Lorsque l’État intervient en matière de langue, il influe sur les phénomènes de puissance et d’attraction des langues les unes par rapport aux autres dans le but de hâter, de freiner ou de changer le cours naturel d’une langue ou bien encore de tenter de réduire, sinon d’éliminer, ou au contraire d’accentuer la concurrence entre les langues.

Cette intervention, associée à une « politique linguistique », est désignée en français par les expressions « aménagement linguistique », « planification linguistique » ou « dirigisme linguistique »; on parlera en anglais de Language Planning ou de Language Policy et parfois de Language Spread.

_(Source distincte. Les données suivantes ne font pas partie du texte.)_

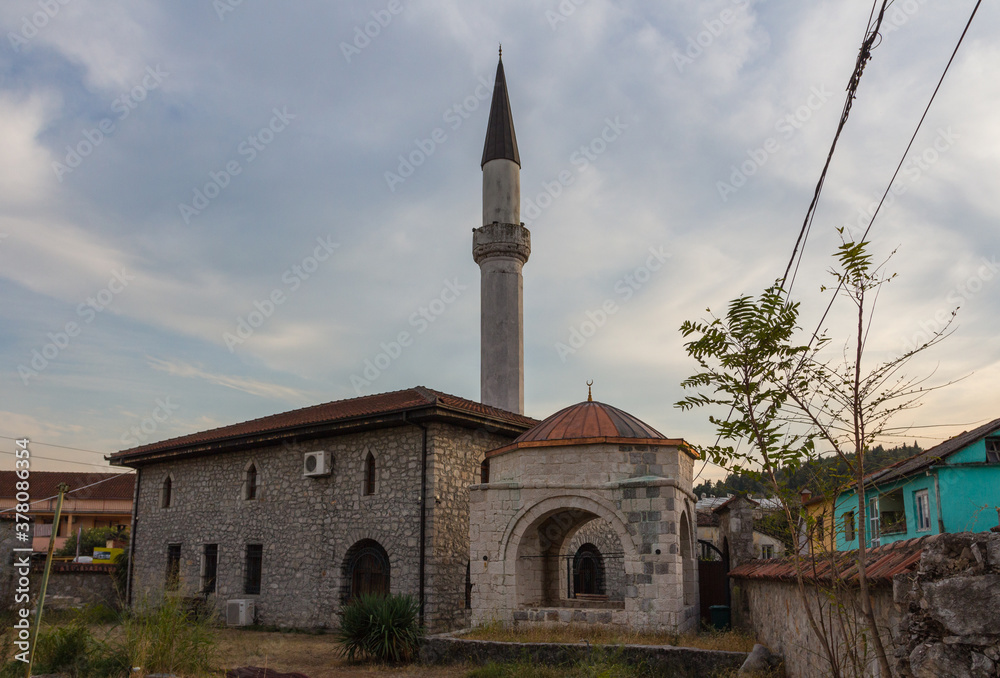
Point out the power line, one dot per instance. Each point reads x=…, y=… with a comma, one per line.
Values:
x=37, y=442
x=78, y=489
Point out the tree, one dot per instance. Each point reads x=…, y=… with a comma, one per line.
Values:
x=782, y=397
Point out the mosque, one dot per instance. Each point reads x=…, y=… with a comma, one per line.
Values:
x=478, y=511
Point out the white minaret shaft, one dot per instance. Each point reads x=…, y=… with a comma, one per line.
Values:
x=501, y=247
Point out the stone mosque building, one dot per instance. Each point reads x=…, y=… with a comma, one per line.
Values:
x=478, y=511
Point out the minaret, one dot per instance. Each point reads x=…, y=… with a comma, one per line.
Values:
x=500, y=248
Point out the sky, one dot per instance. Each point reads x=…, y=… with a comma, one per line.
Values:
x=215, y=211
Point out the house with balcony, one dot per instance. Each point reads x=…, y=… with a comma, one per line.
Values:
x=952, y=487
x=94, y=500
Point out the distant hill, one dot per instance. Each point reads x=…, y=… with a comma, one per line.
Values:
x=819, y=476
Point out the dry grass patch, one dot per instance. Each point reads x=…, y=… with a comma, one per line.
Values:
x=731, y=641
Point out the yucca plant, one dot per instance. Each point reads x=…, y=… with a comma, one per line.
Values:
x=383, y=628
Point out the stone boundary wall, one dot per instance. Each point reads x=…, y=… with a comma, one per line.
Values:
x=682, y=662
x=938, y=609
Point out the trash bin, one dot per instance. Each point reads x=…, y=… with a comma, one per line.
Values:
x=719, y=615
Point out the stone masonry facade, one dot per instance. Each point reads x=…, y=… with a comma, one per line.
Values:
x=539, y=498
x=307, y=525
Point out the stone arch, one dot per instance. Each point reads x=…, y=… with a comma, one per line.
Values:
x=168, y=493
x=536, y=538
x=365, y=569
x=599, y=508
x=251, y=485
x=588, y=571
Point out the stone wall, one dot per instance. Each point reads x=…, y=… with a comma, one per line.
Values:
x=773, y=612
x=936, y=601
x=538, y=498
x=453, y=465
x=951, y=609
x=681, y=662
x=307, y=525
x=602, y=536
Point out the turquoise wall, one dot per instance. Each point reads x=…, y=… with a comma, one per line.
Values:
x=969, y=489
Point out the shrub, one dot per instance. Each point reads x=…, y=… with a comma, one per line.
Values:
x=384, y=628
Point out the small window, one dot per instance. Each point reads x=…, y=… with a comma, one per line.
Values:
x=253, y=569
x=370, y=474
x=167, y=492
x=874, y=536
x=993, y=450
x=210, y=568
x=849, y=526
x=251, y=482
x=468, y=586
x=923, y=506
x=173, y=578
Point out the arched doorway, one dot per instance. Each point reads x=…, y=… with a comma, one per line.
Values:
x=588, y=572
x=366, y=570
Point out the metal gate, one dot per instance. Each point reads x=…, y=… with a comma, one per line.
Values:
x=713, y=582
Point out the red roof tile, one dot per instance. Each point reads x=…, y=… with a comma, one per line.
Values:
x=45, y=484
x=336, y=411
x=883, y=563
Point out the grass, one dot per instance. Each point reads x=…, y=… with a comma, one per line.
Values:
x=732, y=641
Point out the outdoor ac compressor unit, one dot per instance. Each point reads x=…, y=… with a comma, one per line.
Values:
x=239, y=612
x=315, y=464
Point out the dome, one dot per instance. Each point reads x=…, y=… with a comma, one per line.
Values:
x=589, y=419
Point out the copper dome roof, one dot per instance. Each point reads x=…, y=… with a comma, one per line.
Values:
x=591, y=422
x=589, y=419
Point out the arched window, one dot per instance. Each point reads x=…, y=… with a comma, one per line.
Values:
x=366, y=570
x=166, y=492
x=687, y=561
x=588, y=571
x=369, y=474
x=252, y=482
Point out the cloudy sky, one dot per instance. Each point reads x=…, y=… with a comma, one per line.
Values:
x=211, y=212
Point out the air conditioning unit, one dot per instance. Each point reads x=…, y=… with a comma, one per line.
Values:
x=316, y=464
x=239, y=612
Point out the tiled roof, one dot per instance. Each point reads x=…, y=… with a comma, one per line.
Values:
x=45, y=484
x=883, y=563
x=336, y=411
x=918, y=462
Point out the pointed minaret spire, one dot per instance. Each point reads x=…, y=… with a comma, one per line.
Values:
x=501, y=142
x=501, y=247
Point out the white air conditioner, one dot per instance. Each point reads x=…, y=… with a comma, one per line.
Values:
x=239, y=612
x=315, y=464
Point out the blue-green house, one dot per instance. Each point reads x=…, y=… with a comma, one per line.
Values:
x=952, y=487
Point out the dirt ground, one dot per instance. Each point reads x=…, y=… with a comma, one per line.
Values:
x=314, y=655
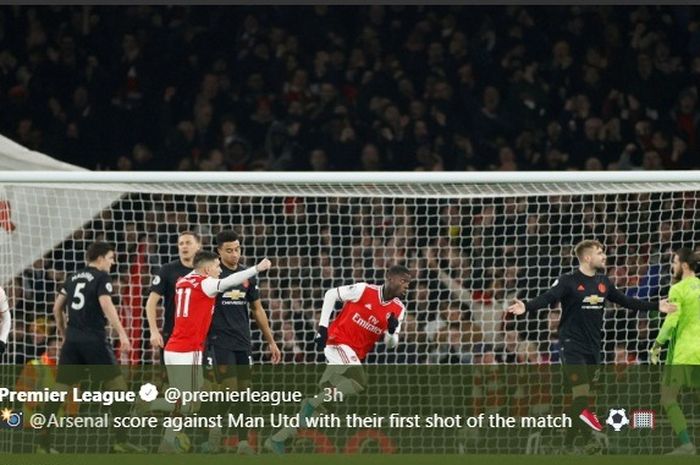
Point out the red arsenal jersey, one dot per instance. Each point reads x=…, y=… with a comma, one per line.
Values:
x=363, y=319
x=193, y=314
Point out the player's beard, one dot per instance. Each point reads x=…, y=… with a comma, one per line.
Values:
x=677, y=276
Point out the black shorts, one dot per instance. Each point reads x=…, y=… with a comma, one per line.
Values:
x=222, y=363
x=91, y=349
x=579, y=367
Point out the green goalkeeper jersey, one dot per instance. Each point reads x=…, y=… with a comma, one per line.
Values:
x=682, y=327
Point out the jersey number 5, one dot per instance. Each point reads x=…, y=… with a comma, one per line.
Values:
x=183, y=305
x=78, y=297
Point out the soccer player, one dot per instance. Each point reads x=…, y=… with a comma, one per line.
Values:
x=5, y=321
x=369, y=312
x=195, y=297
x=163, y=286
x=582, y=295
x=229, y=341
x=682, y=329
x=87, y=294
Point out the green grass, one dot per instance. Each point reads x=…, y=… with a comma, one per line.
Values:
x=195, y=459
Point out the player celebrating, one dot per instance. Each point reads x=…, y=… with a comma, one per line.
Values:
x=195, y=296
x=583, y=294
x=682, y=328
x=229, y=341
x=368, y=312
x=87, y=294
x=163, y=285
x=5, y=321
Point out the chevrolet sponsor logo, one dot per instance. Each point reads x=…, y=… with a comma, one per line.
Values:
x=594, y=299
x=235, y=295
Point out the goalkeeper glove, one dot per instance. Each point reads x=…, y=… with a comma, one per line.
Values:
x=321, y=337
x=655, y=354
x=392, y=323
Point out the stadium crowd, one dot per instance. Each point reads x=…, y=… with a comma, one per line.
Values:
x=354, y=87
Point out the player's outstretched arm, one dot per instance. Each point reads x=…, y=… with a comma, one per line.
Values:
x=151, y=315
x=213, y=286
x=616, y=296
x=337, y=294
x=554, y=294
x=5, y=321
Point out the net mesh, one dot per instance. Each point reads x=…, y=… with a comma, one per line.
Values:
x=471, y=248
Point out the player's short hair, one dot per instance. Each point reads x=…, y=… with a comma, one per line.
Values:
x=203, y=256
x=581, y=247
x=397, y=270
x=97, y=250
x=688, y=256
x=227, y=235
x=190, y=233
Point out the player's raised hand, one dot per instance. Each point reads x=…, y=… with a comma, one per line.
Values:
x=156, y=340
x=321, y=337
x=517, y=307
x=392, y=323
x=655, y=354
x=264, y=265
x=667, y=307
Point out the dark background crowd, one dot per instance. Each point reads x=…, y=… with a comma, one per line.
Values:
x=353, y=87
x=368, y=88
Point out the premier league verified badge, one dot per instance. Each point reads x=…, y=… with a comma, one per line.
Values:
x=10, y=418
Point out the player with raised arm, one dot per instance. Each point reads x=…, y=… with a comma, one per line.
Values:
x=195, y=297
x=5, y=321
x=229, y=341
x=682, y=329
x=369, y=313
x=87, y=295
x=582, y=295
x=163, y=286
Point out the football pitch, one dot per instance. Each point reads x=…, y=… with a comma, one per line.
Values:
x=365, y=459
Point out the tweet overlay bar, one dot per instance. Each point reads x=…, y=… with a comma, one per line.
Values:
x=318, y=409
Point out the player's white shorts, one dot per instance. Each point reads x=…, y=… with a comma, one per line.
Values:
x=341, y=355
x=339, y=358
x=185, y=370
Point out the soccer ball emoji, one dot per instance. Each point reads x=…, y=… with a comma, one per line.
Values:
x=617, y=419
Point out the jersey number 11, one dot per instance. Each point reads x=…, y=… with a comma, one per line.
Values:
x=183, y=305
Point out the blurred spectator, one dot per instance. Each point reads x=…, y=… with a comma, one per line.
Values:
x=407, y=93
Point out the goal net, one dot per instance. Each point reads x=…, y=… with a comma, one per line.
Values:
x=472, y=246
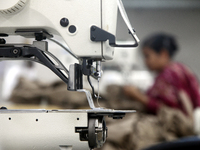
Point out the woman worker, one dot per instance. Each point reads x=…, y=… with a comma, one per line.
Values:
x=175, y=85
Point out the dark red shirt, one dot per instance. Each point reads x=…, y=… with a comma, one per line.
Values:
x=173, y=79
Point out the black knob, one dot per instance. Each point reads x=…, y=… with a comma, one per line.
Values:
x=2, y=41
x=64, y=22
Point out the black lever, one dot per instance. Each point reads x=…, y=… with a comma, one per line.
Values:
x=98, y=35
x=29, y=52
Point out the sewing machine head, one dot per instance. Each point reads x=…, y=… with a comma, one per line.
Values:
x=88, y=28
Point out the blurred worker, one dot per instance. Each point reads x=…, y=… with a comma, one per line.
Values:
x=175, y=85
x=14, y=72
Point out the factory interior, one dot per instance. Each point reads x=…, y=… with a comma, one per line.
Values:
x=28, y=85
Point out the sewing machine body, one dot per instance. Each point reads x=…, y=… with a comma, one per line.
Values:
x=88, y=28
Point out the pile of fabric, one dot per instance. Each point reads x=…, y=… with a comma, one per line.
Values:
x=136, y=131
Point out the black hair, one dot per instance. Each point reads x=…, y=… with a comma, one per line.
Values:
x=161, y=41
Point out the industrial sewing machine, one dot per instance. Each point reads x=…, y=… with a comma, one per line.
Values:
x=88, y=28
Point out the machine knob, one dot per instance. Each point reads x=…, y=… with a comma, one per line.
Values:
x=9, y=7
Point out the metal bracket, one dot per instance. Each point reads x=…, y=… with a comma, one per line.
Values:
x=99, y=35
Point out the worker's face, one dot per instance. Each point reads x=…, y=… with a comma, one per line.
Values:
x=154, y=61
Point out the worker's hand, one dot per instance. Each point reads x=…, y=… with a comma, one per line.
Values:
x=134, y=93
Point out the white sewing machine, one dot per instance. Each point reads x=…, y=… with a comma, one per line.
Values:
x=88, y=27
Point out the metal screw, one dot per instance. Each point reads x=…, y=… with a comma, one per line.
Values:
x=15, y=51
x=93, y=28
x=64, y=22
x=93, y=38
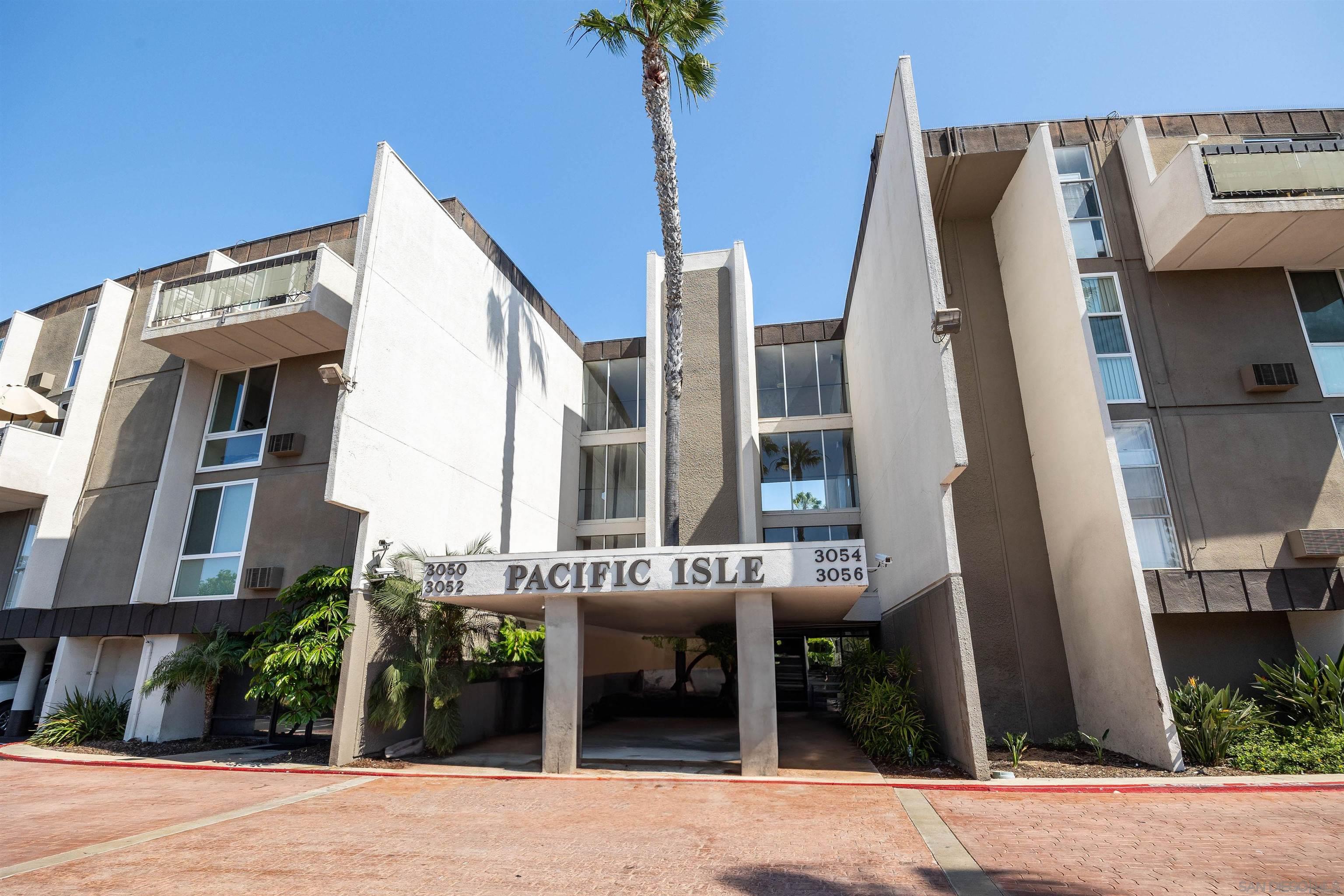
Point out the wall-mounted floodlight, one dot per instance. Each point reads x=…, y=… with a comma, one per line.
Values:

De façon générale, elle a pour objectif de résoudre les conflits résultant de la cohabitation des langues en référence aux textes constitutionnels, législatifs et règlementaires ou par de simples pratiques administratives.

Depuis quelques décennies, l’interventionnisme de l’État est de plus en plus fréquent, surtout dans les pays occidentaux, en Europe et en Amérique du Nord, mais également en Asie et dans certains micro-États du Pacifique. Dans les faits, les interventions politiques en matière de langue s’inspirent rarement de motifs purement linguistiques; elles se rapportent le plus souvent à des projets de société formulés en fonction de visées d’ordre culturel, économique et politique.

Peu nombreuses sont les réussites et les spécialistes, et ceux que nous avons réunis ne font pas exception, dénoncent volontiers des échecs ou demi-échecs. Ils nous montrent en effet que l’efficacité des lois linguistiques répond à plusieurs conditions : l’agir politique, l’importance numérique ou la masse critique des groupes linguistiques en présence, le consensus social, les ressources disponibles, humaines (linguistes, démographes, pédagogues, sociologues, statisticiens, etc.), financières et linguistiques (alphabet, grammaires, dictionnaires et manuels scolaires), le tout accompagné d’une certaine coercition et d’une pénalisation des infractions.